Speaking of fans, I couldn't help but notice that Houston's Reliant Stadium, which is an immaculate arena and one you must see a football game in during your lifetime, was missing about 20,000 people even though the Texans still are technically alive for a playoff spot.
One can understand that Houston is a huge city and there are lot of other things to do, not to mention the traffic in that city is a real pain in the butt. But the fan support was pretty disappointing in terms of turnout.
To the credit of the 50,000 or so fans that did actually attend last Sunday's game, my hat is off to them. Granted, the roof on Reliant Stadium was closed for the game, but it was deafening at times during the Bucs-Texans contest.
The Texans fans knew when to get on their feet and get loud. They truly gave Houston the homefield advantage and gave Tampa Bay's offense problems in terms of communicating. That was evidenced by the two false start penalties by guard Arron Sears and tackle Jeremy Trueblood, and quarterback Luke McCown's fumble on a shotgun snap from center John Wade.
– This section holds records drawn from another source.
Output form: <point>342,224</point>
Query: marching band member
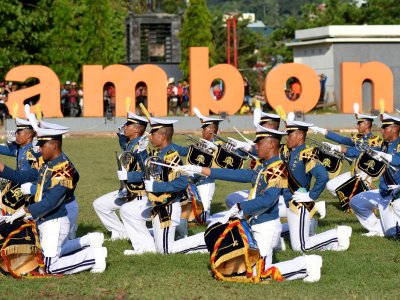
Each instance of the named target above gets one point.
<point>133,224</point>
<point>364,204</point>
<point>364,135</point>
<point>22,147</point>
<point>267,121</point>
<point>302,166</point>
<point>205,185</point>
<point>166,192</point>
<point>56,180</point>
<point>261,209</point>
<point>29,188</point>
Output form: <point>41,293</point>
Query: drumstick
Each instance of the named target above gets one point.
<point>281,112</point>
<point>145,112</point>
<point>127,103</point>
<point>176,168</point>
<point>243,137</point>
<point>15,110</point>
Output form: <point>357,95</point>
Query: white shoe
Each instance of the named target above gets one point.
<point>313,227</point>
<point>117,238</point>
<point>281,246</point>
<point>96,239</point>
<point>373,233</point>
<point>313,265</point>
<point>100,255</point>
<point>344,234</point>
<point>130,252</point>
<point>320,206</point>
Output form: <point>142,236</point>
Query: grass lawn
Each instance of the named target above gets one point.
<point>369,269</point>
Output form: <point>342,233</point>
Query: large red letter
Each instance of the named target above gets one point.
<point>48,88</point>
<point>275,83</point>
<point>201,78</point>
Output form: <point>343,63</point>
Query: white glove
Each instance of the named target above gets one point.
<point>386,156</point>
<point>302,197</point>
<point>18,214</point>
<point>120,129</point>
<point>319,130</point>
<point>235,212</point>
<point>10,136</point>
<point>143,142</point>
<point>148,183</point>
<point>26,188</point>
<point>239,144</point>
<point>210,145</point>
<point>191,169</point>
<point>123,174</point>
<point>333,147</point>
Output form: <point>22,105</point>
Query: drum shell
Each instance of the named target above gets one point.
<point>189,212</point>
<point>348,189</point>
<point>20,247</point>
<point>370,165</point>
<point>198,157</point>
<point>230,258</point>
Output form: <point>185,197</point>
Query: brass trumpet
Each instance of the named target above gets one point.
<point>150,168</point>
<point>199,144</point>
<point>230,147</point>
<point>374,154</point>
<point>124,159</point>
<point>328,151</point>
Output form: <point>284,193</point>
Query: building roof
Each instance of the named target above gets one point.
<point>346,34</point>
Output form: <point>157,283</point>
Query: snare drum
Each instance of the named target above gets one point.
<point>234,251</point>
<point>348,189</point>
<point>192,208</point>
<point>11,197</point>
<point>20,248</point>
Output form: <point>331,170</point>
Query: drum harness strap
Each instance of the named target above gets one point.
<point>271,273</point>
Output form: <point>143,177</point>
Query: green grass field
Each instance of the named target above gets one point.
<point>368,270</point>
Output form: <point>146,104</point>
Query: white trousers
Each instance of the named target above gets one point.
<point>80,260</point>
<point>240,196</point>
<point>206,193</point>
<point>396,210</point>
<point>72,211</point>
<point>267,235</point>
<point>334,183</point>
<point>300,240</point>
<point>165,237</point>
<point>363,205</point>
<point>134,215</point>
<point>106,207</point>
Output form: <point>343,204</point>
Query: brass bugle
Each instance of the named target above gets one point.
<point>373,153</point>
<point>327,150</point>
<point>230,145</point>
<point>199,144</point>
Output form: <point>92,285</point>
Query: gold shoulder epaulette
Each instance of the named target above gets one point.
<point>309,158</point>
<point>172,158</point>
<point>62,174</point>
<point>375,141</point>
<point>276,175</point>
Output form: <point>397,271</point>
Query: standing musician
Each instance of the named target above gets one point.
<point>363,204</point>
<point>267,121</point>
<point>205,185</point>
<point>167,190</point>
<point>302,166</point>
<point>261,209</point>
<point>364,135</point>
<point>133,224</point>
<point>56,181</point>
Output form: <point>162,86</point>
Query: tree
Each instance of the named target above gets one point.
<point>195,32</point>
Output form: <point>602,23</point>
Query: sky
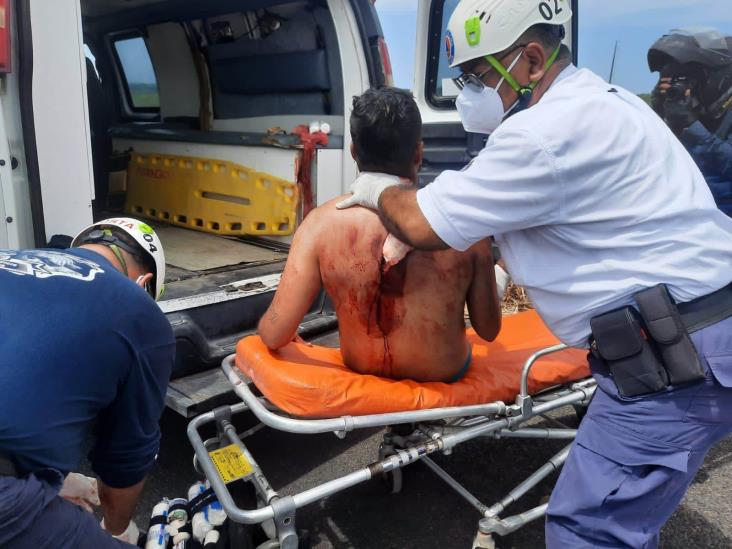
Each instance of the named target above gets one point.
<point>634,24</point>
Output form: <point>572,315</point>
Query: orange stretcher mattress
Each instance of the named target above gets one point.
<point>313,382</point>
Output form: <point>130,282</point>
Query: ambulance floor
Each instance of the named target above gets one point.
<point>197,251</point>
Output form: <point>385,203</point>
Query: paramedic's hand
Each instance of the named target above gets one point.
<point>131,535</point>
<point>502,281</point>
<point>367,189</point>
<point>81,490</point>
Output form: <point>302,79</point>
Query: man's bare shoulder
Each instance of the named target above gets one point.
<point>328,215</point>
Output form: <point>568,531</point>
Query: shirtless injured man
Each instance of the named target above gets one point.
<point>403,320</point>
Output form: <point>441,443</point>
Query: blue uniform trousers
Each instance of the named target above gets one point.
<point>33,516</point>
<point>633,459</point>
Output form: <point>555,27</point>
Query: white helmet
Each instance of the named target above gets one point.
<point>479,28</point>
<point>141,232</point>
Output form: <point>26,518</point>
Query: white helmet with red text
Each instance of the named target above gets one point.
<point>478,28</point>
<point>102,232</point>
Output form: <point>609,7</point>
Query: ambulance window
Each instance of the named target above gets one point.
<point>399,24</point>
<point>139,75</point>
<point>441,90</point>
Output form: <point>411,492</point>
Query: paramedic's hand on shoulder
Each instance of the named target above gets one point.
<point>367,190</point>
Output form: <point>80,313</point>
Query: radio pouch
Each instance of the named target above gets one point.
<point>664,324</point>
<point>619,340</point>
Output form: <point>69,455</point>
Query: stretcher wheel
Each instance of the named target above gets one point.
<point>484,541</point>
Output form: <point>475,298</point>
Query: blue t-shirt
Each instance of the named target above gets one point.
<point>80,344</point>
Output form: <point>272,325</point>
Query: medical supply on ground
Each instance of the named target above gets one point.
<point>367,189</point>
<point>178,526</point>
<point>81,490</point>
<point>130,535</point>
<point>212,539</point>
<point>207,514</point>
<point>157,533</point>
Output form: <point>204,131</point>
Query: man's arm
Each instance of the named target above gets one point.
<point>401,215</point>
<point>299,285</point>
<point>118,506</point>
<point>483,304</point>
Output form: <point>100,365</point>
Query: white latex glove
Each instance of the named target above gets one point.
<point>81,490</point>
<point>128,536</point>
<point>367,189</point>
<point>502,280</point>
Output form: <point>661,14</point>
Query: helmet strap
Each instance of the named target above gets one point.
<point>506,74</point>
<point>118,254</point>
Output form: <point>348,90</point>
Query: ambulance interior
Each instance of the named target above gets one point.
<point>191,105</point>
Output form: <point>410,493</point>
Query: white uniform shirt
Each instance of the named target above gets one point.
<point>591,198</point>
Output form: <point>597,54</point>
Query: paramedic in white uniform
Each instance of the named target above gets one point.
<point>591,199</point>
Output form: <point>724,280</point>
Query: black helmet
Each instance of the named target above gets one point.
<point>705,47</point>
<point>705,57</point>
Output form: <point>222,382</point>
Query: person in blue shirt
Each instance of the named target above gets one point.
<point>84,349</point>
<point>694,97</point>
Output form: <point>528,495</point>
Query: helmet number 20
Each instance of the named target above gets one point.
<point>547,12</point>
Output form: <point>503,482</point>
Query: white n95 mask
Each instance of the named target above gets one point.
<point>482,111</point>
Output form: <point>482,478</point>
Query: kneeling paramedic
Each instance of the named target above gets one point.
<point>603,216</point>
<point>83,343</point>
<point>694,97</point>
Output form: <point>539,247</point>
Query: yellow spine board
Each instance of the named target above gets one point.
<point>214,196</point>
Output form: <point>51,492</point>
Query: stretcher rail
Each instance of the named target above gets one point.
<point>435,430</point>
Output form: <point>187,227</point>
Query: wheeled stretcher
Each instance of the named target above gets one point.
<point>304,389</point>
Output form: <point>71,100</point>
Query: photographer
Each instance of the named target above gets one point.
<point>694,97</point>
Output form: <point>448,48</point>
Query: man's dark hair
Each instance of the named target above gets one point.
<point>386,129</point>
<point>549,36</point>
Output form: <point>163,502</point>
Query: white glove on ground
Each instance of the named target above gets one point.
<point>368,188</point>
<point>128,536</point>
<point>81,490</point>
<point>502,281</point>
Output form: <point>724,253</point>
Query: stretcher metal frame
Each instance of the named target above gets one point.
<point>434,430</point>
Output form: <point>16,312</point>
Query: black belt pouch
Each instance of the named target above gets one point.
<point>662,318</point>
<point>619,340</point>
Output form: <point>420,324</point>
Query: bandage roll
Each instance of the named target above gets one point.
<point>157,533</point>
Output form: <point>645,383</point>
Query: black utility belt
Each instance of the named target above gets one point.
<point>648,348</point>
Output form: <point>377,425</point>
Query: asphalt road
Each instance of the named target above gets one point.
<point>427,514</point>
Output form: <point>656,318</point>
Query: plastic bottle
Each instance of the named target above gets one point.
<point>157,533</point>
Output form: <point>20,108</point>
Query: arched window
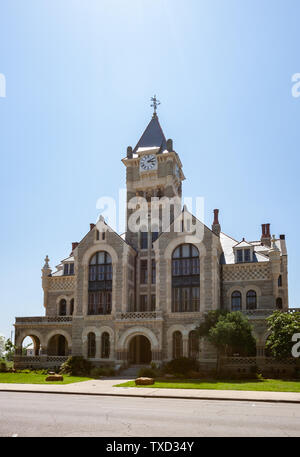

We've been told by several members of the Buccaneer organization that they are sometimes disappointed in the level of fan participation at Raymond James Stadium in terms of crowd noise.
I've been to several away stadiums for football games, and I can tell you that the people in the Bucs organization have a legitimate gripe. There is a contingency of Bucs fans that get loud on a consistent basis during Bucs home games, but there aren't enough of them.
Sometimes the crowd noise, or lack thereof, at Ray-Jay sounds more like something you'd expect to hear at a slow-pitch softball game, certainly not a professional football game.
The Buccaneers have a chance to win the NFC South division and clinch a playoff spot and home playoff game with a win over the Falcons at Ray-Jay on Sunday. It should be interesting to see if the Bucs fans that attend the game have the same sense of urgency they expect their team to play with on Sunday. 13. Not that this contains any type of inside scoop or analysis, but I'd like to take this opportunity to recognize some of the people that do a lot of work behind the scenes to make Pewter Report and PewterReport.com possible.
Scott Reynolds and I often times receive a lot of the recognition (good and bad), but it's important that our readers and subscribers know that there are other people that help the engine run, including subscriptions manager Kim Roper, contributing writer Charles Gonzalez, director of video operations Jenna Laine, director of photography Cliff Welch and photographer Reinhold Matay, production director Mike Custer, direct marketer Chip Whalen, advertising sales director Shawn Atkins, our web development company, Hunt and Gather, and last, but certainly not least, our fearless leader, president Hugh MacArthur.
Each of these people play an integral role in our business, and Pewter Report simply wouldn't be possible without them. We appreciate all they do and hope you do, too.
Have a safe and wonderful holiday, Bucs fans!